There is an enduring aura about this new stadium. Every seat has a perfect view, the lush green turf is smooth and slick, the seats add a dash of local colour, with rows of sky-blue above yellow, like Copacabana sand.

The redevelopment of the Maracana - - had not gone smoothly.

Journalists at the reopening in April reported "uneven flooring with small gaps and holes and flooding in the VIP area", while workers were still finishing building a stadium wall and ticket offices as turnstiles and gates were not working.

Much had been made of the traffic chaos that would engulf the stadium, many had predicted hour-long queues, chaos and criticism and yet the experience on Sunday afternoon was anything but chaotic.

A one-mile exclusion zone for vehicles in the four hours before kick-off meant the traffic was almost non-existent save for those actually going to the match. The turnstiles clicked with German efficiency, fans from all countries mixed and the experience was one that many will savour.

Alexandre Robalinho, a Brazilian who lives south of Rio, admitted he had been surprised by the experience. "I wasn't that excited to come back. I don't know why. All the complaints and the headlines had left a bad taste in the mouth. But I was wrong. It was fantastic."

Alexandre, a Fluminense fan, remembers the days when the stands would shake and more than 170,000 would cram in to watch club matches. "It feels like a different place inside, the concrete steps we used to sit on have gone, but what has been left behind is fantastic.

"It is something all of Rio can be proud of. I am looking forward to going back."

The noise that cascades down the stands and around the bowl at the Maracana was always something the great names of the past would talk about. The stands would shake with it, they said, the earth would move. That is no longer the case but the noise is amplified to glorious effect.

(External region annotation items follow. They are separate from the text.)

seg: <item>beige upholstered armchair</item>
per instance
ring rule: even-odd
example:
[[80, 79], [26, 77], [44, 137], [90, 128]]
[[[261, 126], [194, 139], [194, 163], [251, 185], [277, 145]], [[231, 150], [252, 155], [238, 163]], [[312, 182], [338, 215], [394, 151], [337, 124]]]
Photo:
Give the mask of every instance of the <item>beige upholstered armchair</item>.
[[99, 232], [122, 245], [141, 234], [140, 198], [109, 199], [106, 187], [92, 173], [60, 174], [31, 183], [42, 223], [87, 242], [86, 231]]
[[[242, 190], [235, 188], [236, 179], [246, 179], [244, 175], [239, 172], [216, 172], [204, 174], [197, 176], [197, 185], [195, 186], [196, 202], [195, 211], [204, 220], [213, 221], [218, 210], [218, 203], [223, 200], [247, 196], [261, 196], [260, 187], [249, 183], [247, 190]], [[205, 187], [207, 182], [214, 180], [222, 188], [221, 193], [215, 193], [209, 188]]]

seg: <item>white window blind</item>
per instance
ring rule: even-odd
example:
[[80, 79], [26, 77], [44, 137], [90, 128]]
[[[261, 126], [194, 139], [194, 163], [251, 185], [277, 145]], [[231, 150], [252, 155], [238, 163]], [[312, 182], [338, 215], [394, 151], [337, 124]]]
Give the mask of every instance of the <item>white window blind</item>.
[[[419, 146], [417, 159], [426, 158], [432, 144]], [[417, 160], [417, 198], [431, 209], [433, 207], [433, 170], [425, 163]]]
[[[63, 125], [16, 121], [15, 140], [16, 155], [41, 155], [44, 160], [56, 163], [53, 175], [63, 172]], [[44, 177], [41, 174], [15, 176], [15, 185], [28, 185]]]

Not everything went to plan.

Hundreds of protesters clashed with riot police near the stadium minutes before kick-off as they continued their complaints about the high cost of financing the tournament and the 2014 World Cup, in a country still lacking in public services.

And construction failings have certainly heaped a degree of shame on Brazil in recent times. Even the threatened cancellation of the friendly against England last month rankled.

And yet both for the players, who walked out onto a pitch graced by Garrincha, Pele, Zico and so many greats, it raised the hairs on the back of their necks and for the fans and the people of Rio it was a reacquaintance with an old friend.

From now on the only major rebuilding job that will make headlines in Brazil will be the one being overseen by coach Luis Felipe Scolari.